RBI to cut reserve ratios to free up bank resource
Sep 06 2011 , Mumbai
Central bank plans to launch inflation-indexed bonds soon
The move is to enhance money supply in the banking system as they gear up to bring in Basel III rules by April 2013, which would lead to all Indian banks set aside additional capital. The RBI hopes to free up the existing reserve ratios so that the money supply will not be impacted.
While addressing a symposium organised by the Indian Institute of Foreign Trade in Mumbai, the RBI governor said the central bank would move towards bringing down the reserve ratios in a gradual and calibrated manner. “India will also move towards full capital account convertibility,” said the governor.
Basel-III is a new global regulatory standard on bank capital adequacy and liquidity agreed by the members of the Basel Committee on Banking Supervision. It will strengthen bank capital requirements and introduce new regulatory requirements on bank liquidity and bank leverage.
Though the total quantum of additional liquidity that banks will have to cough up to migrate to Basel III is still to be ascertained, it will be relatively high, according to bankers.
Indian banks are now required to hold 24 per cent of the net assets and liabilities in government securities — statutory liquidity requirement (SLR) and six per cent as a Cash Reserve Ratio (CRR) as a liquidity buffer with the RBI for any financial crisis.
“Before the reforms in 1991, Indian banks had a reserve requirement of 65 per cent, but gradually, we have brought it down to 30 per cent including SLR and CRR,” the governor said.
During the pre-reform era, about 65 per cent of the money of the banking system was taken away by the government and even with the remaining liquidity there was a prescriptive lending wherein banks where asked whom to lend and at what rates to end. “The reserve requirement is still high,” the governor added. Besides this, the RBI is also planning to launch Inflation indexed bonds. These are floating rate bonds linked to the inflation rate help investors a protection of any volatility in the movement of yields in the government bonds market. It will also help the government borrowing programme to be smoother. “We intend to launch these bonds shortly,” Subbarao told reporters at the sidelines of the symposium.

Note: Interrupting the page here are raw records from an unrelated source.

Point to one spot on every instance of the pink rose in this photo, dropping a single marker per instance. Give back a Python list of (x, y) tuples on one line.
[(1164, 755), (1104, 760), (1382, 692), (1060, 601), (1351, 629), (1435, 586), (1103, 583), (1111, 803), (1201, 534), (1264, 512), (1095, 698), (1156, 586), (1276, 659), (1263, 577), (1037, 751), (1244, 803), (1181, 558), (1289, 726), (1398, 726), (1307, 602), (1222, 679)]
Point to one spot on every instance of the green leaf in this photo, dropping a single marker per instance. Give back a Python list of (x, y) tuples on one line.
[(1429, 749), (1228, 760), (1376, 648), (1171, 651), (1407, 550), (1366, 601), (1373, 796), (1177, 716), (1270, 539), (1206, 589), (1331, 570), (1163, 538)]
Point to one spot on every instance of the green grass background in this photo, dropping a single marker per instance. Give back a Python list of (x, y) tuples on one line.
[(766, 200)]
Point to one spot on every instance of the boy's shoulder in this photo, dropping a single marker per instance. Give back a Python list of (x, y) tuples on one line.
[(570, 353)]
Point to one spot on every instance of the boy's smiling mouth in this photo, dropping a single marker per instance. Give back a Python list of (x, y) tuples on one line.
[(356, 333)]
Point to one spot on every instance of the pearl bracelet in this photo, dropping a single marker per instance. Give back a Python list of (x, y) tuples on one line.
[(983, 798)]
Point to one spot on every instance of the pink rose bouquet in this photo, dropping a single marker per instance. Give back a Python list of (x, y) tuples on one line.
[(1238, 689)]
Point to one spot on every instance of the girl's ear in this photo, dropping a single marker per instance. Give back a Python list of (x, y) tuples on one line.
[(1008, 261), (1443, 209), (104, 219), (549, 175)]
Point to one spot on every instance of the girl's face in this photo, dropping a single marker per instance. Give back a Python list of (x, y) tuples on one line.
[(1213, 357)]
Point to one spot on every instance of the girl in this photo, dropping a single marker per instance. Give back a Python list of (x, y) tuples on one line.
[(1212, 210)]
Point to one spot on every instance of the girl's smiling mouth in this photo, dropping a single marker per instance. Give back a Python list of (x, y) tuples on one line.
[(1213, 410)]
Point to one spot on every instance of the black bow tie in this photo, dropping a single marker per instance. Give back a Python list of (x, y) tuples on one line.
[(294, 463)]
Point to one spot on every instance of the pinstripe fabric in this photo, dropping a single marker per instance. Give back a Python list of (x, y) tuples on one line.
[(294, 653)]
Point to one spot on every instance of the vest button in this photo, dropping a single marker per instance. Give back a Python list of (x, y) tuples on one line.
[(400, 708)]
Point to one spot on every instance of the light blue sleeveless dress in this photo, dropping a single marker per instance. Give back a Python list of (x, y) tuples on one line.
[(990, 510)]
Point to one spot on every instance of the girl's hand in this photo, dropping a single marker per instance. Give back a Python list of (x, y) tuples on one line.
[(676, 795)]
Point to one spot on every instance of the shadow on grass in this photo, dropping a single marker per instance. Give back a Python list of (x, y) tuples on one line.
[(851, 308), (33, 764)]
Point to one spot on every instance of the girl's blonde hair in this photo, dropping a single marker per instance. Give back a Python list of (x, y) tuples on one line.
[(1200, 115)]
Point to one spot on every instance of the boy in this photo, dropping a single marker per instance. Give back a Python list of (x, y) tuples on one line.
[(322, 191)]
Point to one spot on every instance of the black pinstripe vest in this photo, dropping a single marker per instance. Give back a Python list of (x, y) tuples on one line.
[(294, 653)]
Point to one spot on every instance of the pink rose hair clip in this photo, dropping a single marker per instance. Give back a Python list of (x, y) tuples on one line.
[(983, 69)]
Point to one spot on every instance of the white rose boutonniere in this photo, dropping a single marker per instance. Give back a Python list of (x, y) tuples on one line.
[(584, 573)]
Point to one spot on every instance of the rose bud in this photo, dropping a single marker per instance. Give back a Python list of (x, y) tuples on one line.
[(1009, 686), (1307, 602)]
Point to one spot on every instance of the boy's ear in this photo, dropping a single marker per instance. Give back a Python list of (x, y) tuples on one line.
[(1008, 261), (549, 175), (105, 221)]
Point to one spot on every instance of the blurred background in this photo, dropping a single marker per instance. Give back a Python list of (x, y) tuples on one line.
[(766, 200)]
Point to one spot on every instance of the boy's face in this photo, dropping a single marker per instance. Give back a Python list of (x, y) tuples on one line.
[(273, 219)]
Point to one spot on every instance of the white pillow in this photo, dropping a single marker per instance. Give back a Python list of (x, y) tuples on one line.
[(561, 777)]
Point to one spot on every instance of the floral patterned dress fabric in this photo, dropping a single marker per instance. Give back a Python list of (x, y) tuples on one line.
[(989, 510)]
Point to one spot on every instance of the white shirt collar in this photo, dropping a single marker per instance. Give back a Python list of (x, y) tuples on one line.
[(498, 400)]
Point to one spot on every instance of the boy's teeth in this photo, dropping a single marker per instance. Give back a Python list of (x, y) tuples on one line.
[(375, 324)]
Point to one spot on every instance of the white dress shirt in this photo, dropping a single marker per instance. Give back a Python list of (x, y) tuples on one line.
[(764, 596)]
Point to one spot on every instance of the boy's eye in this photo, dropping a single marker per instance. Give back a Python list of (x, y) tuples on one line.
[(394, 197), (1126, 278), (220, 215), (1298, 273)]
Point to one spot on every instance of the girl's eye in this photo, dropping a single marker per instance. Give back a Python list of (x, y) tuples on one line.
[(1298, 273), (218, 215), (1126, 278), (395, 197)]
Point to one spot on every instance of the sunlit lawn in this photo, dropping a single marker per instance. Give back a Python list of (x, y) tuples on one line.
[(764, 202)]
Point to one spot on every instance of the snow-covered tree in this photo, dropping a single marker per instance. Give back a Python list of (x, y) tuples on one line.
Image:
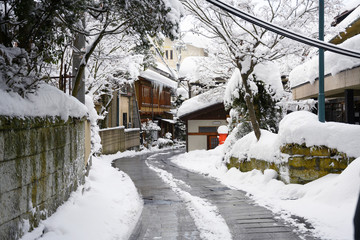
[(137, 18), (32, 33), (250, 48)]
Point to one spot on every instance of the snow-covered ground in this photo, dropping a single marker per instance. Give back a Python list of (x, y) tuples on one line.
[(107, 206), (327, 203)]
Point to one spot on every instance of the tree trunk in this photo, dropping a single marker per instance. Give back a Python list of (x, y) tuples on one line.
[(248, 100), (84, 62)]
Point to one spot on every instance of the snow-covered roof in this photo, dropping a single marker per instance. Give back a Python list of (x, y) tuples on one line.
[(196, 40), (334, 63), (189, 67), (158, 79), (164, 68), (201, 101)]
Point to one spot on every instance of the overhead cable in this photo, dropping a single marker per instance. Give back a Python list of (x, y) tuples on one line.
[(284, 32)]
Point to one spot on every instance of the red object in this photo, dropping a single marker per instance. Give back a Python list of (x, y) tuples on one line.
[(222, 138)]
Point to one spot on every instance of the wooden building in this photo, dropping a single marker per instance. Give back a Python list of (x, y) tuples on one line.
[(203, 114), (153, 94)]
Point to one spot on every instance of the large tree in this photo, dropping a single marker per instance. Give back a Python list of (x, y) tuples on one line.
[(32, 33), (137, 18), (249, 47)]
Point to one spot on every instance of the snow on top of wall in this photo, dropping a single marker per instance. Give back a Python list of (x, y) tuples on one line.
[(158, 80), (46, 101), (334, 63), (299, 127), (201, 101), (304, 127), (265, 149)]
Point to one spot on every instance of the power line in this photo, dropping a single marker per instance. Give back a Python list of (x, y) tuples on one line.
[(284, 32)]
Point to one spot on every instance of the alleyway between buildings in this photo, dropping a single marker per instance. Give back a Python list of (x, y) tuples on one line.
[(179, 204)]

On the euro zone crisis and the US debt impasse, the governor said that any global development would have an impact on the Indian economy as India’s financial systems are linked to the global financial systems. “The decoupling theory no longer holds in the globalised world,” he said.

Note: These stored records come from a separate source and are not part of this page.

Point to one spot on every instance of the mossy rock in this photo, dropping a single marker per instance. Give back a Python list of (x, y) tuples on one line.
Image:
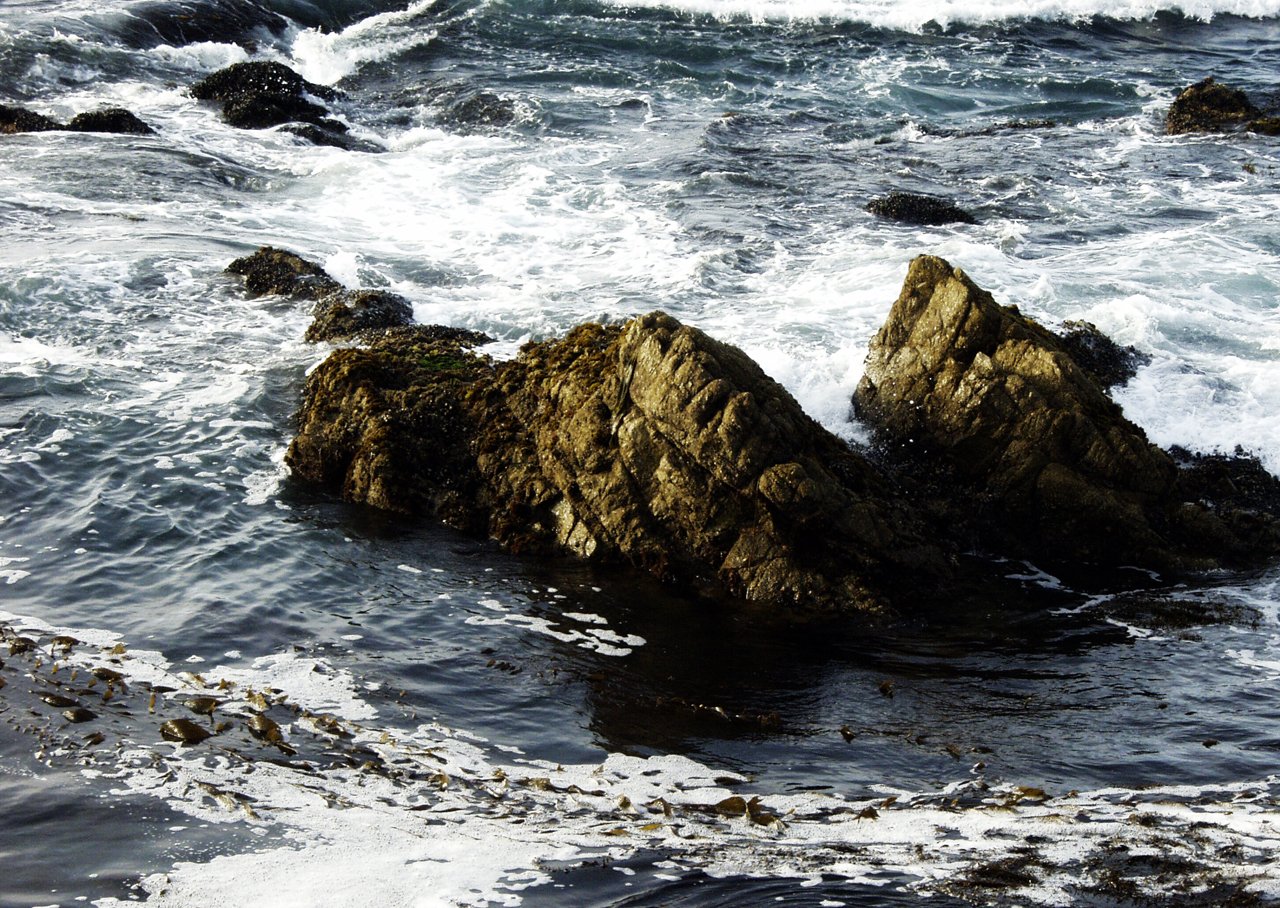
[(1208, 106), (273, 270)]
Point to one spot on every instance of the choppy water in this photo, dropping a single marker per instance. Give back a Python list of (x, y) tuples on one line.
[(516, 729)]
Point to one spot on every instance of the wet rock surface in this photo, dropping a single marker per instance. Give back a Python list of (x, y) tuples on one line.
[(272, 270), (1211, 106), (652, 445), (259, 95), (19, 119), (1046, 464), (350, 313), (110, 119), (909, 208), (1109, 363), (478, 110), (647, 443)]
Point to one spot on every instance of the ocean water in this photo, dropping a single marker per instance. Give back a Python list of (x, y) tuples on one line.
[(460, 726)]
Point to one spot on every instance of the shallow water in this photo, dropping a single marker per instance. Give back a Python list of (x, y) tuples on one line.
[(711, 159)]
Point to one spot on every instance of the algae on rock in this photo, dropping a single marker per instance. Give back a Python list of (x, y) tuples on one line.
[(1051, 465)]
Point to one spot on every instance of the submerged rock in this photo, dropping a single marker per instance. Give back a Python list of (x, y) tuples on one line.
[(19, 119), (110, 119), (1098, 355), (272, 270), (350, 313), (1210, 106), (909, 208), (480, 109), (259, 95), (1046, 464)]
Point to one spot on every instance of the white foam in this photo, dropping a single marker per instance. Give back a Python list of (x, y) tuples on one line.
[(325, 58), (464, 822)]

“Managing policy in a globalised world, preserving financial stability and financing the $1 trillion infrastructure requirement in the next five years are the main challenges facing the RBI,” the governor said. While on the current account, India is fully convertible yet to achieve full capital account convertibility.
“Progressing to full capital account convertibility will help us access the foreign savings, and the government will be forced to be financially disciplined but the other side is that the economy will be exposed to vulnerable inflow and outflow of capital,” the governor added.